My friends and I were in the mood for pizza, and after having read rave reviews in New York Magazine about Kesté Pizza and Vino (www.kestepizzeria.com) on Bleecker, we decided to give it a try. I figured that since I am traveling to Italy next week, this would be the right time to gather the appropriate data for my firsthand comparison of Italian pizza to American pizza.
If you are looking to get a table right away for dinner, then I suggest you arrive by six or earlier. Our party arrived at around seven, and there was already a mob amassed out front. I do need to compliment their host, who seems to have finessed the skill of crowd pleasing in a short amount of time. He remembered my name from the moment he put me on the waiting list, until we had paid the check at the end of the meal, and graciously thanked us for coming. He would also bring out fresh pies, cut into slivers, to whet the appetites of the hungry hoards that gathered on line outside, eagerly awaiting their taste.
It took less than a half hour to get a table, and we sat toward the back, where you have an excellent view of the pizza maestro himself, Roberto Caporuscio, assembling his prestigious pies and popping them into the wood burning, bell-shaped, brick oven. All of the ingredients are so simple, vibrant, and unbelievably fresh. You are practically drooling from all the sights and aromas until your own pizza arrives.
My dining companions and I are relative purists when it comes to pizza, so we all opted for simple selections in which we could adequately enjoy each specific element. The pies are very thin crust, and are about one foot in diameter. (Yes, we each got our own pie, thank you very much!) We ordered one Margherita pie, and two Regina Margherita pies. The only differences are that the regular Margherita is made with fresh mozzarella, and the Regina Margherita has grape tomatoes and buffalo mozzarella. Both pies are essentially crust, tomato sauce, cheese, basil and extra virgin olive oil. The simplicity and utmost quality of each ingredient on its own is what contributes to the wonderfulness of this pizza.

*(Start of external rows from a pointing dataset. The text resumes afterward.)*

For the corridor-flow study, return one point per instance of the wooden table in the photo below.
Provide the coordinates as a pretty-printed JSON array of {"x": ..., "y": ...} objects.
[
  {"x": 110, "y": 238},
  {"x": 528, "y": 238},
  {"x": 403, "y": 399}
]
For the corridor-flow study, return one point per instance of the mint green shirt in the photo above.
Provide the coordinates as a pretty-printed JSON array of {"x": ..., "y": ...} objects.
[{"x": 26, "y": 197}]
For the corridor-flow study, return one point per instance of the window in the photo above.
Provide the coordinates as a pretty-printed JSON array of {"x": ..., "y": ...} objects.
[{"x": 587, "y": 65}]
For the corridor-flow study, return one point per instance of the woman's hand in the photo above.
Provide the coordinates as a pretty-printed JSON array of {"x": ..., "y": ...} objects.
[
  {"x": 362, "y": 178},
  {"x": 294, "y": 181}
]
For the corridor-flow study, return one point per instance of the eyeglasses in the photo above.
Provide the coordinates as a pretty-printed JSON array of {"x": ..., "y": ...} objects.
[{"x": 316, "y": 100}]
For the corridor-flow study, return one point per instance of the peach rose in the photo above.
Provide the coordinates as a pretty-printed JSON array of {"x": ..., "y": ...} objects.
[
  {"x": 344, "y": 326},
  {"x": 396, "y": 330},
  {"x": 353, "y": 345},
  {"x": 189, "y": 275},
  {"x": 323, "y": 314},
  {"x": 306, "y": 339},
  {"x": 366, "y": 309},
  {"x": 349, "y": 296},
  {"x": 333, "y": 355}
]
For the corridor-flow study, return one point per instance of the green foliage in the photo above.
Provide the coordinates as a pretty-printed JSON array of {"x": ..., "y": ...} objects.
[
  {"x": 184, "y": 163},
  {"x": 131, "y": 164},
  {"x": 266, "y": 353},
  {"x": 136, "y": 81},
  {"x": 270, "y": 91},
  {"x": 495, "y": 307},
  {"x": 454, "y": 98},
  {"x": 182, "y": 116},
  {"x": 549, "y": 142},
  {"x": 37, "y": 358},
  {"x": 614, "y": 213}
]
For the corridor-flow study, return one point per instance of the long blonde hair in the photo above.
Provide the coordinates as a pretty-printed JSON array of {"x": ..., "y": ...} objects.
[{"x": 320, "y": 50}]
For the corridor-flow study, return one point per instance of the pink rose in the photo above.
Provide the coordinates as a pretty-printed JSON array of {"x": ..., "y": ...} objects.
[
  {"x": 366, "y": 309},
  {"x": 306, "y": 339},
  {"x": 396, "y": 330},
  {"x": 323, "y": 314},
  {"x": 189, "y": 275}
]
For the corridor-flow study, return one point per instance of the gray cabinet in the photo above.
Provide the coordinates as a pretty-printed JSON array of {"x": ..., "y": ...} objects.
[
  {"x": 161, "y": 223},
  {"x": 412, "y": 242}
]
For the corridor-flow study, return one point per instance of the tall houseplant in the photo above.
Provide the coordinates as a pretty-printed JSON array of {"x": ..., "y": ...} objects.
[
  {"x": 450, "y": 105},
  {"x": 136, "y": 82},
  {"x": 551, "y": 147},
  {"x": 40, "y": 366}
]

Any good pizza needs to start with a good crust. Any aficionado knows that a tasteless crust equates to a lame slice of pizza. And since pizza dough has so few ingredients (flour, yeast, salt, and water), choosing the right balance makes all the difference. These pizzas are very thin crust, and the dough is tasty, crisp, chewy, and slightly salted — all the defining qualities of an excellent pie. The crust has all those wonderful air pockets that are crisp on the surface, and slightly chewy and gummy inside, permeating throughout the dough.
Beyond the dough, the tomato sauce seems to be delightfully unaffected. The simplicity of the ingredients is what makes each element really stand out in the crowd. The sauce seems to be little more than a medley of crushed/pureed delicious, ripe tomatoes. And it is no surprise that the cheese is clean, fresh, sweet, and melted to perfection. The buffalo mozzarella is a bit more tart and tangy than the regular mozzarella, but you can’t go wrong with either. This pizza absolutely hits the spot. Complimenting it with a ½ carafe of wine is even better.
After leaving Kesté in our pizza induced coma, we wandered a block and half to L’Arte del Gelato (www.lartedelgelato.com), which has some of the finest, mouth-watering gelato and sorbet in the borough of Manhattan. It probably deserves its own post – it is that delicious. It was the perfect cap to a wonderful Italian dinner, and my friends and I have full intentions of repeating this excursion once I return from Italia!